Intrinsic and Extrinsic Evaluation Measures for MT and/or Summarization

In the past few years, we have witnessed---in both MT and summarization evaluation---the innovation of ngram-based intrinsic metrics that automatically score system-outputs against human-produced reference documents (e.g., IBM's BLEU and ISI/USC's counterpart ROUGE). Similarly, there has been renewed interest in user applications and task-based extrinsic measures in both communities (e.g., DUC'05 and TIDES'04). Most recently, evaluation efforts have tested for correlations to cross-validate independently derived intrinsic and extrinsic assessments of system-outputs with each other and with human judgments on output, such as accuracy and fluency.

The concrete questions that we hope to see addressed in this workshop include, but are not limited to:

- How adequately do intrinsic measures capture the variation between system-outputs and human-generated reference documents (summaries or translations)? What methods exist for calibrating and controlling the variation in linguistic complexity and content differences in input test-sets and reference sets? How much variation exists within these constructed sets? How does that variation affect different intrinsic measures? How many reference documents are needed for effective scoring?

- How can intrinsic measures go beyond simple n-gram matching, to quantify the similarity between system-output and human-references? What other features and weighting alternatives lead to better metrics for both MT and summarization? How can intrinsic measures capture fluency and adequacy? Which types of new intrinsic metrics are needed to adequately evaluate non-extractive summaries and paraphrasing (e.g.,interlingual) translations?

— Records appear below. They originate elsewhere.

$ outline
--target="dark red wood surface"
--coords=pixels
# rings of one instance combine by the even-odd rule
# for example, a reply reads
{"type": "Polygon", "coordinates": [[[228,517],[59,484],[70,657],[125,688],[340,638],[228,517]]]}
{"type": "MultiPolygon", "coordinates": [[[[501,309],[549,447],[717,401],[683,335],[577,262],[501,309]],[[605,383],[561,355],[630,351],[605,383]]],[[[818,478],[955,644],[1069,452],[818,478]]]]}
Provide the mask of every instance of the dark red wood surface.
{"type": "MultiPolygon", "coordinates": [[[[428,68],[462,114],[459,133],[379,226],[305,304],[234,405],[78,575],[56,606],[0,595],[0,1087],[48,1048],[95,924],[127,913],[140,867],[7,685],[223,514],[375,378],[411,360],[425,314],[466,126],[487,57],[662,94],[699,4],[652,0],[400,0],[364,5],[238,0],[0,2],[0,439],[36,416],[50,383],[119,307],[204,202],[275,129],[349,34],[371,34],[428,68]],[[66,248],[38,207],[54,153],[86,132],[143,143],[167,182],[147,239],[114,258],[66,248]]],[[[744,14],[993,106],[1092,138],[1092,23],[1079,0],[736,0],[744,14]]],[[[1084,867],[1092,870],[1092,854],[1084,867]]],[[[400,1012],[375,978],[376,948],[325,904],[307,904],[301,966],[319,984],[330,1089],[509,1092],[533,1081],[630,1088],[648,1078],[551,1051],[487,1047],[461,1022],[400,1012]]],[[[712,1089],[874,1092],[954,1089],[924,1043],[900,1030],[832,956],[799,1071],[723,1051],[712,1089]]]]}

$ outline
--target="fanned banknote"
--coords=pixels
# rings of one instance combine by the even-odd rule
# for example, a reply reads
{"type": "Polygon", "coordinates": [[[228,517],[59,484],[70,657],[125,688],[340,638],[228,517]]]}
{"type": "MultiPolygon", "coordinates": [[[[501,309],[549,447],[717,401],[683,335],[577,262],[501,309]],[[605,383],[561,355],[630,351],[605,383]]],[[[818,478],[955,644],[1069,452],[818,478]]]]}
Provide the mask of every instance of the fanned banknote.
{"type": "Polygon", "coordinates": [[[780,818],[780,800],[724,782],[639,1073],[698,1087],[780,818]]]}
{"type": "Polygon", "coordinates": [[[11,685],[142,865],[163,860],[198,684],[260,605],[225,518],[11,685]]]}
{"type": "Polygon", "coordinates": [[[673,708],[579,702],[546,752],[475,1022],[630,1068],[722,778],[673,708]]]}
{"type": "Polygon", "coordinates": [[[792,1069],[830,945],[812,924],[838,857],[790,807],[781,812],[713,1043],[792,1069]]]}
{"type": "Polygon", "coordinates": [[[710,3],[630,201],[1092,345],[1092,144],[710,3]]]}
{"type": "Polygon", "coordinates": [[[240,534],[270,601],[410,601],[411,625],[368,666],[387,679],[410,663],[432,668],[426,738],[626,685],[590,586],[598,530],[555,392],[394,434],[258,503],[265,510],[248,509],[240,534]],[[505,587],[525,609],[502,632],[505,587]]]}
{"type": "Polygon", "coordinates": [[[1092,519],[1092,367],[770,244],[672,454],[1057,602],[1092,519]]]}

- How effectively do extrinsic (or proxy extrinsic) measures capture the quality of system output, as needed for downstream use in human tasks, such as triage (document relevance judgments), extraction (factual question answering), and report writing; and in automated tasks, such as filtering, information extraction, and question-answering? For example, when is an MT system good enough that a summarization system benefits from the additional information available in the MT output?

- How should metrics for MT and summarization be assessed and compared? What characteristics should a good metric possess? When is one evaluation method better than another? What are the most effective ways of assessing the correlation testing and statistical modeling that seek to predict human task performance or human notions of output quality (e.g., fluency and adequacy) from "cheaper" automatic metrics? How reliable are human judgments?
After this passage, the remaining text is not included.